Она прочитала этот приказ, но не вернула его доктору, а продолжала держать в руке.
— Мне следовало бы об этом догадаться, доктор, — сказала она, попытавшись улыбнуться, однако лицо ее словно разучилось излучать радость.
— О чем, сударыня?
— О том, что вы попытаетесь помешать мне умереть.
— Сударыня, на свете есть одно существо, которое мне было бы, верно, дороже отца с матерью, если бы Бог дал мне отца или мать, — это вы!
— Да, и именно поэтому вы однажды уже нарушили данное мне слово.
— Я его не нарушал, сударыня: я послал вам яд.
— Через моего сына!
— Я же вам не говорил, кого я к вам пришлю.
— Итак, вы обо мне позаботились, господин Жильбер? Вы вошли ради меня в пещеру дикого зверя? Вы вышли оттуда с талисманом, отворяющим любую дверь?
— Я же вам сказал, сударыня, что, пока я буду жив, вы не сможете умереть.
— Ну, на сей раз, господин Жильбер, — заметила Андре с более явной улыбкой, — мне кажется, смерть у меня в руках!
— Сударыня, заявляю вам, что, если даже мне придется применить силу, чтобы вырвать вас отсюда, я все равно не допущу вашей, смерти.
Не проронив ни слова в ответ, Андре разорвала приказ на четыре части и бросила его в огонь.

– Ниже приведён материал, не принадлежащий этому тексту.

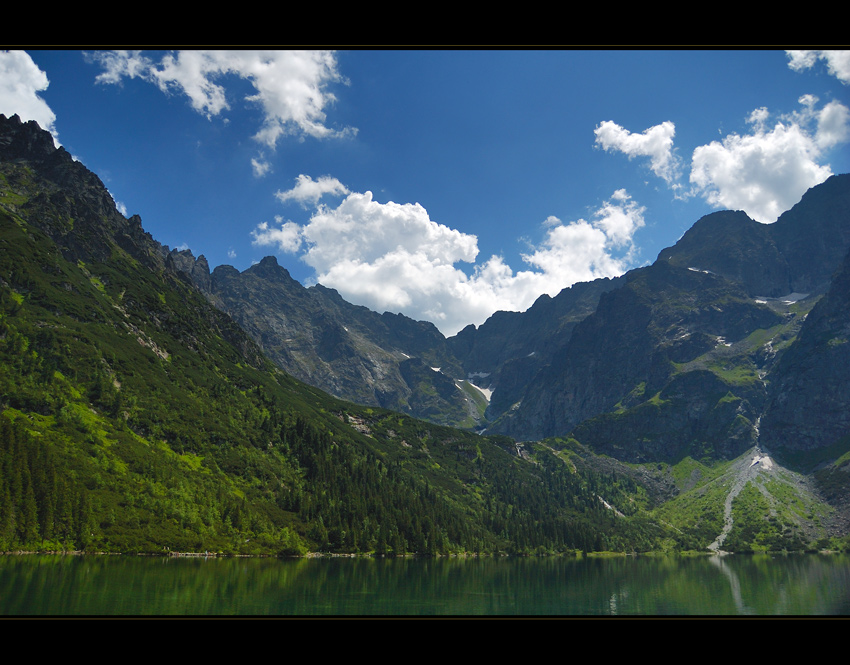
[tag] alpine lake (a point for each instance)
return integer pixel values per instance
(727, 586)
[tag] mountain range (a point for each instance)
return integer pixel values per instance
(150, 403)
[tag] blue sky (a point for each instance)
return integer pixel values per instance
(441, 184)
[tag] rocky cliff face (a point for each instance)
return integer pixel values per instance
(349, 351)
(809, 392)
(687, 354)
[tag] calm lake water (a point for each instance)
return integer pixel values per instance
(733, 585)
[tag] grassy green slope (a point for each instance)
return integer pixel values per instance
(134, 417)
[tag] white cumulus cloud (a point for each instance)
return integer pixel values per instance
(394, 257)
(655, 143)
(20, 82)
(766, 171)
(290, 87)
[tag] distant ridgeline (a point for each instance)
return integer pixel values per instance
(148, 404)
(137, 417)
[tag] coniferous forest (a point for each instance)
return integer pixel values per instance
(136, 417)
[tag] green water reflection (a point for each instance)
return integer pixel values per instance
(735, 585)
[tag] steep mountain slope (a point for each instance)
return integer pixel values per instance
(678, 359)
(506, 352)
(809, 391)
(135, 416)
(386, 360)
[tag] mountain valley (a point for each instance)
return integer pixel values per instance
(149, 403)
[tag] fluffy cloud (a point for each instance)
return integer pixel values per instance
(20, 82)
(309, 191)
(655, 143)
(767, 171)
(291, 87)
(393, 257)
(837, 62)
(764, 172)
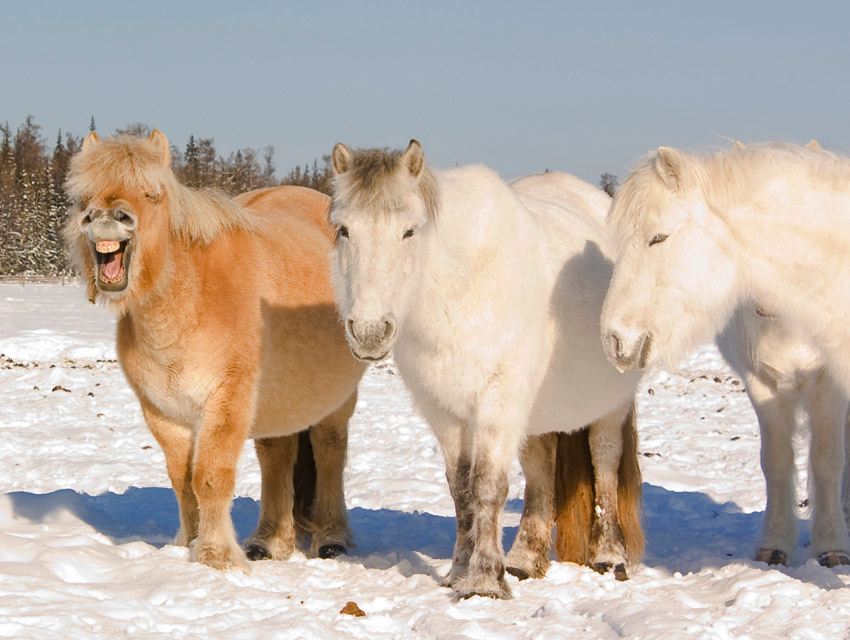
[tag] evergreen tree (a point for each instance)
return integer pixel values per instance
(608, 183)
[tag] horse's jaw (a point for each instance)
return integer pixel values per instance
(113, 265)
(369, 358)
(627, 355)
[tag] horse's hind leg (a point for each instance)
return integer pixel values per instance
(827, 408)
(176, 443)
(218, 443)
(274, 538)
(529, 555)
(329, 519)
(608, 546)
(775, 412)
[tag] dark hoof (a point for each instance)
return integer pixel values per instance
(833, 559)
(619, 570)
(772, 556)
(256, 551)
(502, 594)
(620, 573)
(327, 551)
(518, 573)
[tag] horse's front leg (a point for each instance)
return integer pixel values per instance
(218, 442)
(827, 408)
(608, 550)
(329, 519)
(274, 538)
(450, 433)
(529, 555)
(496, 438)
(775, 413)
(176, 442)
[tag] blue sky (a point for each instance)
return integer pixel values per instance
(520, 86)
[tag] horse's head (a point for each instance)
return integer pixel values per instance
(674, 283)
(383, 211)
(119, 187)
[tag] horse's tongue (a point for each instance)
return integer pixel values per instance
(111, 266)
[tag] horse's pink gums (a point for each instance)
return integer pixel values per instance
(112, 265)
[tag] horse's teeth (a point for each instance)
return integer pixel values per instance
(107, 246)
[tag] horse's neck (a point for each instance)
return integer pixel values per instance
(479, 227)
(170, 308)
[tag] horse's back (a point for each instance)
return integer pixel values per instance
(559, 189)
(295, 205)
(580, 385)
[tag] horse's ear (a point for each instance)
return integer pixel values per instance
(341, 158)
(91, 140)
(414, 158)
(159, 140)
(669, 163)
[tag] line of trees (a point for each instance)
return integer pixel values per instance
(33, 203)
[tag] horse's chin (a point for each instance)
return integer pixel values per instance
(369, 357)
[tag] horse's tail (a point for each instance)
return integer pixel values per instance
(630, 491)
(304, 482)
(575, 500)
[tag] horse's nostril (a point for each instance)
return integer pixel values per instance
(616, 345)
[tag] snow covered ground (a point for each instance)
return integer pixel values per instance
(86, 515)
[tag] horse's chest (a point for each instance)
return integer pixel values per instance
(168, 379)
(451, 376)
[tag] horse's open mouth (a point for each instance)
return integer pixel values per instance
(112, 264)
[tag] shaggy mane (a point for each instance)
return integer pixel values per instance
(725, 178)
(373, 181)
(130, 163)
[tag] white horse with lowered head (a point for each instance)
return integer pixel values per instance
(700, 237)
(489, 296)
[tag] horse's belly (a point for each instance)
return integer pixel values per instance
(572, 397)
(442, 377)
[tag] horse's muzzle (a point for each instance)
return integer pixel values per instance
(370, 341)
(627, 353)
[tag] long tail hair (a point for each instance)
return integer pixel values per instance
(574, 495)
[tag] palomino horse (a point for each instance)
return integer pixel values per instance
(700, 236)
(227, 331)
(489, 296)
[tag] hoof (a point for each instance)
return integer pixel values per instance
(833, 559)
(222, 558)
(499, 593)
(522, 574)
(618, 568)
(772, 556)
(485, 585)
(328, 551)
(256, 551)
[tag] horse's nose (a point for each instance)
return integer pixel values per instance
(370, 338)
(613, 345)
(626, 351)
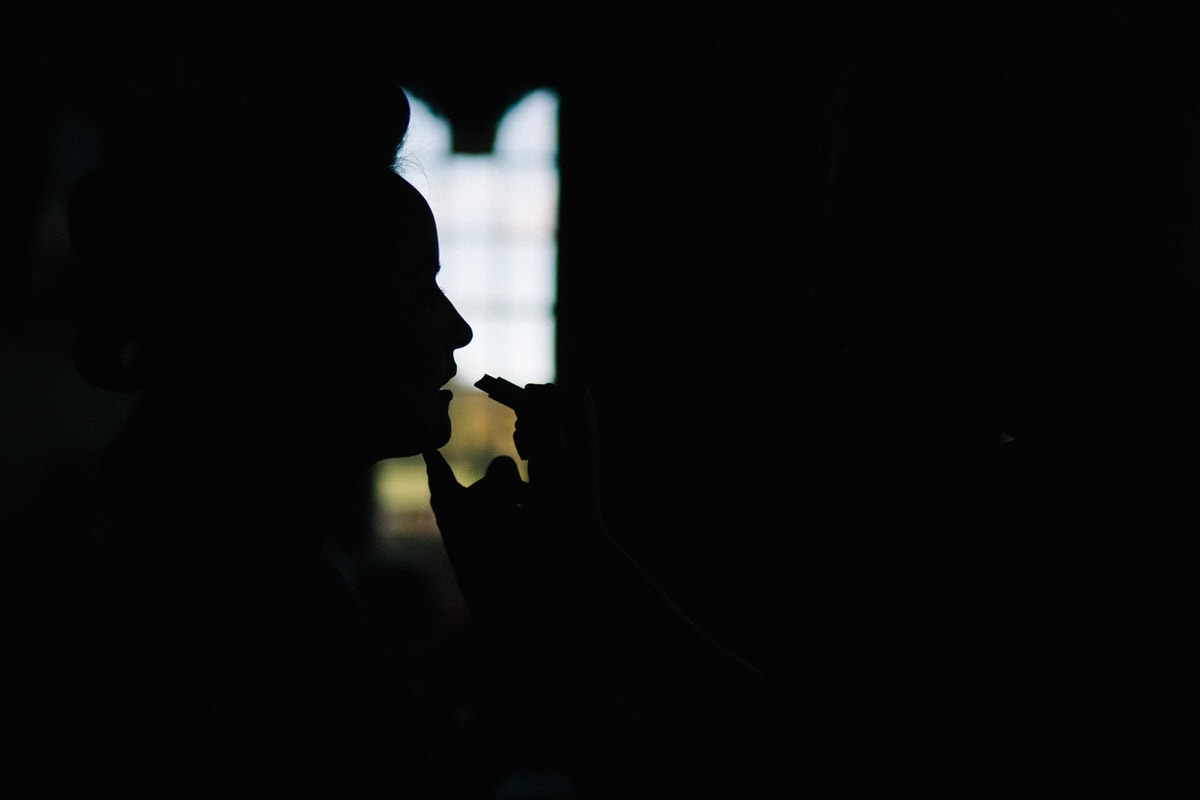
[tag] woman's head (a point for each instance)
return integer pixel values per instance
(265, 251)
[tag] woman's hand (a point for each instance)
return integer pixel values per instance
(523, 553)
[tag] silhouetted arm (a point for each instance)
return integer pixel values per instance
(537, 565)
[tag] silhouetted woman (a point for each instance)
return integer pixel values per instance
(268, 283)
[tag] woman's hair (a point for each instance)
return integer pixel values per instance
(211, 204)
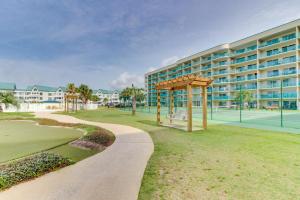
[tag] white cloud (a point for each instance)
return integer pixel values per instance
(169, 60)
(126, 79)
(150, 69)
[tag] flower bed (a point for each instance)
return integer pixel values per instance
(30, 167)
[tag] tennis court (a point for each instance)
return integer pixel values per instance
(273, 118)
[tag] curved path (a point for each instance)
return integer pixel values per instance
(114, 174)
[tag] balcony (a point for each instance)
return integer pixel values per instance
(220, 55)
(220, 73)
(220, 81)
(266, 55)
(220, 89)
(206, 60)
(221, 98)
(221, 64)
(243, 79)
(277, 63)
(277, 41)
(186, 66)
(246, 69)
(245, 50)
(285, 95)
(278, 85)
(206, 67)
(243, 60)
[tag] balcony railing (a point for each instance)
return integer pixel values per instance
(220, 81)
(276, 41)
(243, 60)
(245, 50)
(245, 69)
(278, 63)
(220, 65)
(221, 55)
(277, 95)
(265, 55)
(220, 72)
(221, 98)
(278, 85)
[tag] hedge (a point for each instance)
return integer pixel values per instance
(30, 167)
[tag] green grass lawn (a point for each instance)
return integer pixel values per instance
(224, 162)
(22, 138)
(15, 115)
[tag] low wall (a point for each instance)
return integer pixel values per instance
(43, 107)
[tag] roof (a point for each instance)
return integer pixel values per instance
(106, 91)
(244, 41)
(45, 88)
(180, 83)
(7, 86)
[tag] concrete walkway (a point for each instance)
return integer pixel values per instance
(114, 174)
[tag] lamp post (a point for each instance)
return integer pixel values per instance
(133, 100)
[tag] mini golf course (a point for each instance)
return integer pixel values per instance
(23, 138)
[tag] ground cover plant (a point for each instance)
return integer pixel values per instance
(29, 168)
(224, 162)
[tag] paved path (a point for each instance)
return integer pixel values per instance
(114, 174)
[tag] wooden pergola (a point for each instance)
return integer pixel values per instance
(185, 82)
(71, 98)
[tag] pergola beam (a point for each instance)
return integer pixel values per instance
(185, 82)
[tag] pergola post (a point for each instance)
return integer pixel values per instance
(189, 108)
(204, 107)
(158, 107)
(171, 105)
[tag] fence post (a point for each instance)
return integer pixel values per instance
(241, 99)
(281, 105)
(211, 105)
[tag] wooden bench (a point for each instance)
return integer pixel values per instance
(179, 115)
(274, 107)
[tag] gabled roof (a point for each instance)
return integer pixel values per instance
(7, 86)
(106, 91)
(45, 88)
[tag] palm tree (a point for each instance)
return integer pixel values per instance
(105, 100)
(8, 99)
(135, 94)
(245, 96)
(85, 93)
(95, 98)
(71, 90)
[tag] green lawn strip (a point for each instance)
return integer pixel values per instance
(224, 162)
(30, 167)
(15, 115)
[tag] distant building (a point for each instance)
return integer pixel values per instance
(112, 96)
(7, 87)
(260, 64)
(42, 94)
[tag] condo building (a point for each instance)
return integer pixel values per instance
(263, 64)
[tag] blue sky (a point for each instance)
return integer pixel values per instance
(110, 44)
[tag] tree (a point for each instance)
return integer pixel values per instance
(135, 94)
(8, 99)
(85, 93)
(246, 95)
(71, 88)
(95, 98)
(105, 100)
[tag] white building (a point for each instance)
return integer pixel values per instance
(107, 96)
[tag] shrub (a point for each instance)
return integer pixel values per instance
(100, 136)
(30, 167)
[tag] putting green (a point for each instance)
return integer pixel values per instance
(22, 138)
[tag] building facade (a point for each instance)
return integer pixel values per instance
(107, 96)
(258, 64)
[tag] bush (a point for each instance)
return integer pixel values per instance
(30, 167)
(100, 136)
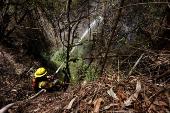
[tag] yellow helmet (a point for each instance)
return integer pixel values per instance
(40, 72)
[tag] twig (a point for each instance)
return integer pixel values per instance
(152, 98)
(163, 75)
(135, 65)
(5, 108)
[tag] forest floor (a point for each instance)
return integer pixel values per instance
(146, 90)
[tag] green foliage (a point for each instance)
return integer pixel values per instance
(92, 73)
(54, 58)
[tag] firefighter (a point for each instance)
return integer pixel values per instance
(42, 81)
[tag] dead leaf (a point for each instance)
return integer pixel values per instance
(108, 107)
(97, 105)
(111, 93)
(71, 103)
(133, 97)
(84, 84)
(160, 103)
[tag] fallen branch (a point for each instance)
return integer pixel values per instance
(5, 108)
(163, 75)
(135, 65)
(152, 98)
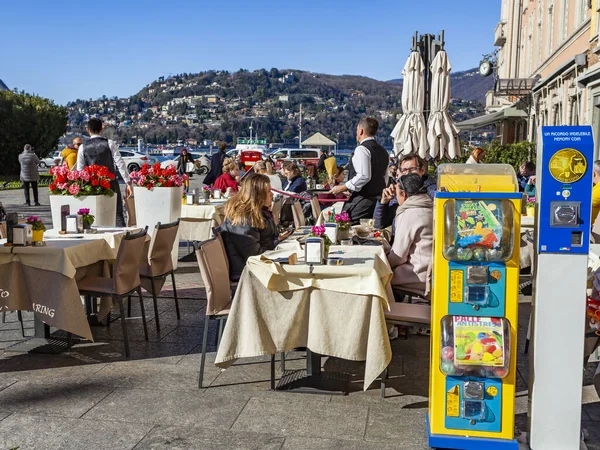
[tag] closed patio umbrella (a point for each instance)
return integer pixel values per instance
(442, 134)
(410, 132)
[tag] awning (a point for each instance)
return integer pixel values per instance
(489, 119)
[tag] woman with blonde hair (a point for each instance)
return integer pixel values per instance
(230, 177)
(266, 168)
(249, 228)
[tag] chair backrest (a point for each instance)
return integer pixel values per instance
(214, 270)
(126, 272)
(276, 210)
(130, 207)
(160, 260)
(299, 219)
(316, 207)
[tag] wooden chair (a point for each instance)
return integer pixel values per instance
(160, 263)
(124, 281)
(299, 219)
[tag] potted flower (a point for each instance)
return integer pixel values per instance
(38, 228)
(319, 231)
(158, 194)
(343, 221)
(530, 207)
(83, 189)
(88, 219)
(206, 190)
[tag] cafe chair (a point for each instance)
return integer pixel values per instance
(298, 214)
(405, 314)
(316, 207)
(124, 281)
(276, 210)
(159, 264)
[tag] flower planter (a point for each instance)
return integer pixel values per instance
(159, 204)
(103, 207)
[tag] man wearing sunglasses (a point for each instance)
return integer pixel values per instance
(385, 209)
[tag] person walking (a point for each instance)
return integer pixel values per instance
(216, 165)
(184, 159)
(367, 172)
(104, 152)
(69, 153)
(29, 173)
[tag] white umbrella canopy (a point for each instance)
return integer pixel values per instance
(442, 134)
(410, 133)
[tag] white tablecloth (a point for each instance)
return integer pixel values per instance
(335, 311)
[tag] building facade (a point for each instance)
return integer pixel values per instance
(547, 64)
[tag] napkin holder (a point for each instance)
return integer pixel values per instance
(331, 231)
(314, 248)
(22, 234)
(74, 223)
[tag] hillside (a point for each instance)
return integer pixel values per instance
(467, 85)
(220, 106)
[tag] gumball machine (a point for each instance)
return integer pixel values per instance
(474, 307)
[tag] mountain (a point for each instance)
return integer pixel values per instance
(220, 106)
(466, 85)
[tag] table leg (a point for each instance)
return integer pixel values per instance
(313, 380)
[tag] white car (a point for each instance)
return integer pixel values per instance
(51, 160)
(201, 164)
(134, 160)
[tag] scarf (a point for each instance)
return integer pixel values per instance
(414, 202)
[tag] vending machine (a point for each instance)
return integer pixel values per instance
(474, 307)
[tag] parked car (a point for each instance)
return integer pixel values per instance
(301, 156)
(51, 160)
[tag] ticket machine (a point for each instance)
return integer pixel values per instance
(474, 307)
(563, 210)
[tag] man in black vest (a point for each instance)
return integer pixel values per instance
(104, 152)
(367, 172)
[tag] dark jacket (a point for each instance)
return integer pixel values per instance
(243, 241)
(216, 167)
(29, 166)
(182, 163)
(296, 185)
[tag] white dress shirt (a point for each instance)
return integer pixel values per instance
(119, 162)
(361, 161)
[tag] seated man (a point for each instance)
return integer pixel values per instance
(411, 253)
(385, 209)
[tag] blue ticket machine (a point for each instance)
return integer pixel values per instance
(563, 226)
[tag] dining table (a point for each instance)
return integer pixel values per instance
(331, 310)
(43, 279)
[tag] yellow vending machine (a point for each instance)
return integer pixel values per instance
(474, 307)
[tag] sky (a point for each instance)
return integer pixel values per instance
(65, 50)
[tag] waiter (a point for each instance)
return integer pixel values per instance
(103, 152)
(367, 173)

— Попробуйте! — сказала она.
Жильбер вскрикнул.
— Господин Жильбер, — продолжала Андре, — я отказалась от мысли о самоубийстве, но вовсе не от мысли о смерти.
— О сударыня! Сударыня! — горестно вздохнул Жильбер.
— Господин Жильбер, я хочу умереть!
Жильбер простонал.
— Все, о чем я вас прошу, — продолжала Андре, — это постараться найти мое тело и спасти его от надругательств, которых оно не избежало при жизни… Господин де Шарни покоится в склепе в своем замке, в Бурсонне; в этом замке я провела единственные счастливые дни моей жизни, там мне и хотелось бы лежать рядом с мужем.
— Сударыня, во имя Неба заклинаю вас…
— А я, сударь, прошу вас во имя своего несчастья!
— Хорошо, сударыня; раз вы так говорите, я обязан во всем вам повиноваться. Я ухожу, но побежденным себя не считаю.
— Не забудьте о моей последней воле, сударь, — попросила Андре.
— Если только мне не удастся вас спасти вопреки вашему желанию, сударыня, — пообещал Жильбер, — она будет исполнена.
Еще раз поклонившись Андре, Жильбер удалился.
Дверь захлопнулась за ним с мрачным скрежетом, свойственным тюремным дверям.